Why was RMSE chosen which is very unstable on data with many outliers? If you want to detect emissions more stably, the metric should be a log scale or some type of scale operation.
For example if you super accurate predict 49999 steps but missed once with outlier by 100 your score RMSE: (100**2 / 50000)**0.5 = 0.447. Huge influence by one single value.
+1, I also agree with you, this score seems weird seeing that in the benchmark post they explicitely say that there are outliers.
A better score would be median absolute error or at least mean absolute error or a median squared error if we are really interested in the mean, all these solutions would be more robust, I think the median bit is even better than log-scale (at least it is mathematically speaking).
One of the reason for this score I think is that it is very often used in the context of regression but apart from that I would also vote for a more robust score considering the nature of the problem (there are outliers in the test set).

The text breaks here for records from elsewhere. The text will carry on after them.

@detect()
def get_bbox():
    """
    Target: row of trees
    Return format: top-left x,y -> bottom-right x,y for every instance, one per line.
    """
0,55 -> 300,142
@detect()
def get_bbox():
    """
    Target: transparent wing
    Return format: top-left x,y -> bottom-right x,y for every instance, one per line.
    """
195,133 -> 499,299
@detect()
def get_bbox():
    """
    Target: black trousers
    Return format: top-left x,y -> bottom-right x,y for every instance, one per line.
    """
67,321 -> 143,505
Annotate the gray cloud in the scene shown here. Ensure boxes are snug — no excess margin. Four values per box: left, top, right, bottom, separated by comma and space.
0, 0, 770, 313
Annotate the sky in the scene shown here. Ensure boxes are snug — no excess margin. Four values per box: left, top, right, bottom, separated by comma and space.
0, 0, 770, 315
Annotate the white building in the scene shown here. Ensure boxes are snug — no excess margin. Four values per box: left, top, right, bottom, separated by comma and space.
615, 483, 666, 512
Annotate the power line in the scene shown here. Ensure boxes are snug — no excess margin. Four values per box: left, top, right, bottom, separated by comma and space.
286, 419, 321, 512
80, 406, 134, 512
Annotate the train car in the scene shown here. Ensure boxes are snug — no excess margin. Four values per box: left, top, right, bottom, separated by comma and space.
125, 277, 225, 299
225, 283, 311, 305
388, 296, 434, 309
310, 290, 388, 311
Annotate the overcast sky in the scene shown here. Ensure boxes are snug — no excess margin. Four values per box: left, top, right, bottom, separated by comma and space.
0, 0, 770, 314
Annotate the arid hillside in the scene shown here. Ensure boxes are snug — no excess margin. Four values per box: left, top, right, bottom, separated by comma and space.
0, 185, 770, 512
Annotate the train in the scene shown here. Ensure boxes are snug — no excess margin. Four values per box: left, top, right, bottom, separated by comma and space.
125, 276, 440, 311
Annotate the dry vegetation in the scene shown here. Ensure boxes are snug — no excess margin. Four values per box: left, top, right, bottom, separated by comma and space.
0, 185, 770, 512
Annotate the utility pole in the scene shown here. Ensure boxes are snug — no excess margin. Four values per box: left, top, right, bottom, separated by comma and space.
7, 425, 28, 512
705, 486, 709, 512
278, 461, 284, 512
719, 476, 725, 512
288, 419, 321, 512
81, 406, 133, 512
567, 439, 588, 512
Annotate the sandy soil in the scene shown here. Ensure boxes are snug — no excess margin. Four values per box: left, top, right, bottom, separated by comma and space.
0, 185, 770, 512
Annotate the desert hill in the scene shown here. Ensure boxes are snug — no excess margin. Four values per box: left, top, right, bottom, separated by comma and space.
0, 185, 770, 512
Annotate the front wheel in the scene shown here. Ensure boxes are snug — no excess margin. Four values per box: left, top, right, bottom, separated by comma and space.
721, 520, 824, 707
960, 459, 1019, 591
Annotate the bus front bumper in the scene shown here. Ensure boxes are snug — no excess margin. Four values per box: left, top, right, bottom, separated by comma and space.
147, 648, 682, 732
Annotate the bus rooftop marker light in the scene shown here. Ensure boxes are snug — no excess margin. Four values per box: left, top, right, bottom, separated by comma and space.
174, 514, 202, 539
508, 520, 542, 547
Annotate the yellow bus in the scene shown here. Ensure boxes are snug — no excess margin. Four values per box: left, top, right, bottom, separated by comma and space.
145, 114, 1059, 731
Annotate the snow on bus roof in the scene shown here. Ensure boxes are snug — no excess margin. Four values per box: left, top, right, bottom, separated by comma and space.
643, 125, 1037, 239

You raised a great point. Most of the time, Dst fluctuates in the range +10 to -30 nT. The energetic solar-events that produce large (< -100 nT) negative deflections in Dst are rare, but they are important to be modeled accurately. They adversely and severely affect the magnetic referencing. These large, negative deflections are not “outliers” and they usually last several hours. However, the input solar-wind data (RTSW) does have some outliers, owing to the sensor malfunctions & outages. We use RMSE for two reasons. First is that we want to make sure that the model is also sensitive to the rare, large events. Secondly, RMSE is widely used in the geophysics scientific literature, so it is useful for comparison with a model published in the past. Thanks for your question and good luck.